Google File System Eval: Part II

In yesterday’s post I ran through a quick (really, it was!) overview of the Google File System’s organization and storage-related features such as RAID and high-availability. I want to offer a little more data about the performance of GFS before offering my conclusion about the marketability of GFS as a commercial product.

The Google File System by Ghemawat, Gobioff, & Leung, includes some interesting performance info. These examples can’t be regarded as representative since we don’t know enough about the population of GFS clusters at Google, so any conclusions drawn from them are necessarily tentative.

They looked at two GFS clusters configured like this:

Cluster A B
Chunkservers 342 227
Available Disk Cap. 72 TB 180 TB
Used Disk Cap 55 TB 155 TB
Number of Files 735 k 737 k
Number of Dead Files 22 k 232 k
Number of Chunks 992 k 1550 k
Metadata at Chunkservers 13 GB 21 GB
Metadata at Master 48 MB 60 MB

So we have a couple of fair sized storage systems, one utilizing about 80% of available space, while the other is close to 90%. Respectable numbers for any data center storage manager. We also see that chunk metadata appears to scale linearly with the number of chunks. Good. The average file size on A appears to be roughly 1/3 that of B. The average files sizes appear to be about 75 MB for A and 210 MB for B. Much larger than the average data center file size.

Next we get some performance data for the two clusters:

Cluster A B
Read Rate – last minute 583 MB/s 380 MB/s
Read Rate – last hour 562 MB/s 384 MB/s
Read Rate – since restart 589 MB/s 49 MB/s
Write Rate – last minute 1 MB/s 101 MB/s
Write Rate – last hour 2 MB/s 117 MB/s
Write Rate – since restart 25 MB/s 13 MB/s
Master Ops – last minute 325 Op/s 533 Op/s
Master Ops – last hour 381 Op/s 518 Op/s
Master Ops – since restart 202 Op/s 347 Op/s

Just as the gentlemen said, there is excellent sequential read performance, very good sequential write performance, and unimpressive small write performance. Looking at cluster A’s performance, I infer that in the last minute it performed about 125 small writes, averaging about 8k each. Clearly, not ready for the heads-down, 500 desk, Oracle call center. Not the design center either. It appears to me though, that this performance would compete handily with an EMC Centera or even the new NetApp FAS6000 series on a large file workload. Not bad for a 3 year old system constructed from commodity parts.

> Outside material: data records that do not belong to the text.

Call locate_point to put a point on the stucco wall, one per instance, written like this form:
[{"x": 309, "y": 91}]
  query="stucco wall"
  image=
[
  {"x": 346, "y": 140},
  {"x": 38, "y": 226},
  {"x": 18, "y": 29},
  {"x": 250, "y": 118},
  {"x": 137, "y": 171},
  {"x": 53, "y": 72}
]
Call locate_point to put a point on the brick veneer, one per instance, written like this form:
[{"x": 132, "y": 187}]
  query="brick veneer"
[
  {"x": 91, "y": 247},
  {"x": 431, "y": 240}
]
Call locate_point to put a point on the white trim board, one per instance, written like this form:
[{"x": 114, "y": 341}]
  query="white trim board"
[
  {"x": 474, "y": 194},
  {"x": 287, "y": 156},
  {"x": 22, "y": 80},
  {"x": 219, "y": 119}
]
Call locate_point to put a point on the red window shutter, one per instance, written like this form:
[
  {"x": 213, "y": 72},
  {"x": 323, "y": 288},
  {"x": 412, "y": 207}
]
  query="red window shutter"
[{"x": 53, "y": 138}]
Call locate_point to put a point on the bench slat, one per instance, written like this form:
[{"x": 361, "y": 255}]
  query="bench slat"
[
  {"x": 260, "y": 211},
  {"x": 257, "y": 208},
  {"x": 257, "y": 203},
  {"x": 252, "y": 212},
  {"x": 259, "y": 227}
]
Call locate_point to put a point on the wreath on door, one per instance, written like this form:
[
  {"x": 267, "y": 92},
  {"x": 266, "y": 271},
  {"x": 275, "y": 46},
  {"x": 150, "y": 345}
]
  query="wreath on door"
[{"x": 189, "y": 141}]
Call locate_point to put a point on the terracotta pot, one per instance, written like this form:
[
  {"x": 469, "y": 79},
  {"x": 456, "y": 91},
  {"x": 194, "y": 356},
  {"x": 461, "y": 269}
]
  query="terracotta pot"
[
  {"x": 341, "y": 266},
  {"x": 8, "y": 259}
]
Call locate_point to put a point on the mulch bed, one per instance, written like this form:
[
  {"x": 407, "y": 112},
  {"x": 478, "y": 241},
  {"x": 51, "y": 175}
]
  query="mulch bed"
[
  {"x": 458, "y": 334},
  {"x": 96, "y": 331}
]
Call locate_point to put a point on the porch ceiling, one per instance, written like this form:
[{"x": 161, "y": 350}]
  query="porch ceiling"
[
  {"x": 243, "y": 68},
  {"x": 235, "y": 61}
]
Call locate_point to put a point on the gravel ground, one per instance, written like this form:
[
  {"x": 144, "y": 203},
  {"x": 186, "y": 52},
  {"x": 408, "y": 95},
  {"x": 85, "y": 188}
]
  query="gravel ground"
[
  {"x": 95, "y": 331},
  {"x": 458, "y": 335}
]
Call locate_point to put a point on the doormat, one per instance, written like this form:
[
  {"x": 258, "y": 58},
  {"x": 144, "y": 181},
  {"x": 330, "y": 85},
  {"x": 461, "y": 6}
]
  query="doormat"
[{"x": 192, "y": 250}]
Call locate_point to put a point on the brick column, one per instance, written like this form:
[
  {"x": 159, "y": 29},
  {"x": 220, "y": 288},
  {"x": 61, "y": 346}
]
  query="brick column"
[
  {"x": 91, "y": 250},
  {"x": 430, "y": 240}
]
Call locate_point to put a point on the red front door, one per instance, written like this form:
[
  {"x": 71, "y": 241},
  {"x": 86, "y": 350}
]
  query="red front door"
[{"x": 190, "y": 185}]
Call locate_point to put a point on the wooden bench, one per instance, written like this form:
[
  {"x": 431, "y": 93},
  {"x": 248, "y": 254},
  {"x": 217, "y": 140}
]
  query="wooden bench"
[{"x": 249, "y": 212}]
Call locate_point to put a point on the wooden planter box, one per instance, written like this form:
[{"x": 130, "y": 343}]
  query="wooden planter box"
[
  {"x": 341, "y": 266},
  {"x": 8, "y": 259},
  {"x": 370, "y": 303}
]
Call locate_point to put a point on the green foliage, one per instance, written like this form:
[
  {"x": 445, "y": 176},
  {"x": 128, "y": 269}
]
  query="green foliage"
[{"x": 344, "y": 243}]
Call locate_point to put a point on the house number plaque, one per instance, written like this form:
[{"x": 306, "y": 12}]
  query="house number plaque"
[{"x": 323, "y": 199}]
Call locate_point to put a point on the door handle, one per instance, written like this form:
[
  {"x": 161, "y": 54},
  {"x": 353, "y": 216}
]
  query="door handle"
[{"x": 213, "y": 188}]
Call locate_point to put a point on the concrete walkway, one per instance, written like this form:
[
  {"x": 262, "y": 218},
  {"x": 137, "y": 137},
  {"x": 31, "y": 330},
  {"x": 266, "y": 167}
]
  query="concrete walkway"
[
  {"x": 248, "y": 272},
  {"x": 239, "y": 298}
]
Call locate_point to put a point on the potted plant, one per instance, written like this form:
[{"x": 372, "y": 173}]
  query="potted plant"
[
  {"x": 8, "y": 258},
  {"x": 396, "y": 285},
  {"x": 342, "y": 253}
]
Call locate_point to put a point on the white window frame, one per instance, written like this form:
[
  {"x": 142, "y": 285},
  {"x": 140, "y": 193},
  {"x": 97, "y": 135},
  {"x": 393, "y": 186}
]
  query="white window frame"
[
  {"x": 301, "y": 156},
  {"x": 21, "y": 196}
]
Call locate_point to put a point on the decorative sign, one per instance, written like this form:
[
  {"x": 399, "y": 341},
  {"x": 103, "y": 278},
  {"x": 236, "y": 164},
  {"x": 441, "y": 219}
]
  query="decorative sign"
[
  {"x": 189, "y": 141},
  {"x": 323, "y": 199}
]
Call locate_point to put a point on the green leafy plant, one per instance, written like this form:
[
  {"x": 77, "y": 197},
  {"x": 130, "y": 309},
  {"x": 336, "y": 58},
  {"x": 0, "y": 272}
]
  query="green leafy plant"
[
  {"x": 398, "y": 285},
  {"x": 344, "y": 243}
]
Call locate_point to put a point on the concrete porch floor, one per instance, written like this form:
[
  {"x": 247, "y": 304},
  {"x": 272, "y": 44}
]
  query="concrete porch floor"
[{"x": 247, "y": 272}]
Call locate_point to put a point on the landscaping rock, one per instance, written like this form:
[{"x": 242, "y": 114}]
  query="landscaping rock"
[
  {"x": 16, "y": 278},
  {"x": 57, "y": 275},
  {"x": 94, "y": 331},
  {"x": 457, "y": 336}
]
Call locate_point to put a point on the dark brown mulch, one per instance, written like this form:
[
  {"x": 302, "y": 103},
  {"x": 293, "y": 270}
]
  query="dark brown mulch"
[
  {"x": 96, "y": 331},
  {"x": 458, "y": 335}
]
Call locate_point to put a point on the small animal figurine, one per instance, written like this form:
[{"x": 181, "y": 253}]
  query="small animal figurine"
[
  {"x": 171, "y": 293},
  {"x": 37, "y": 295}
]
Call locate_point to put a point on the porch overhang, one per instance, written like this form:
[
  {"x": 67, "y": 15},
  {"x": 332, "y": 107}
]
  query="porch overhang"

The GFS implementation we’ve looked at here offers many winning attributes.
These include:

  • Availability. Triple redundancy (or more if users choose), pipelined chunk replication, rapid master failovers, intelligent replica placement, automatic re-replication, and cheap snapshot copies. All of these features deliver what Google users see every day: datacenter-class availability in one of the world’s largest datacenters.
  • Performance. Most workloads, even databases, are about 90% reads. GFS performance on large sequential reads is exemplary. It was child’s play for Google to add video download to their product set, and I suspect their cost-per-byte is better than YouTube or any of the other video sharing services.
  • Management. The system offers much of what IBM calls “autonomic” management. It manages itself through multiple failure modes, offers automatic load balancing and storage pooling, and provides features, such as the snapshots and 3 day window for dead chunks to remain on the system, that give management an extra line of defense against failure and mistakes. I’d love to know how many sysadmins it takes to run a system like this.
  • Cost. Storage doesn’t get any cheaper than ATA drives in a system box.

Yet as a general purpose commercial product, it suffers some serious shortcomings.

  • Performance on small reads and writes, which it wasn’t designed for, isn’t good enough for general data center workloads.
  • The record append file operation and the “relaxed” consistency model, while excellent for Google, wouldn’t fit many enterprise workloads. It might be that email systems, where SOX requirements are pushing retention, might be redesigned to eliminate deletes. Since appending is key to GFS write performance in a multi-writer environment, it might be that GFS would give up much of its performance advantage even in large serial writes in the enterprise.
  • Lest we forget, GFS is NFS, not for sale. Google must see its infrastructure technology as a critical competitive advantage, so it is highly unlikely to open source GFS any time soon.

Looking at the whole gestalt, even assuming GFS were for sale, it is a niche product and would not be very successful on the open market.

As a model for what can be done however, it is invaluable. The industry has strived for the last 20 years to add availability and scalability to an increasingly untenable storage model of blocks and volumes, through building ever-costlier “bulletproof” devices.

GFS breaks that model and shows us what can be done when the entire storage paradigm is rethought. Build the availability around the devices, not in them, treat the storage infrastructure as a single system, not a collection of parts, extend the file system paradigm to include much of what we now consider storage management, including virtualization, continuous data protection, load balancing and capacity management.

GFS is not the future. But it shows us what the future can be.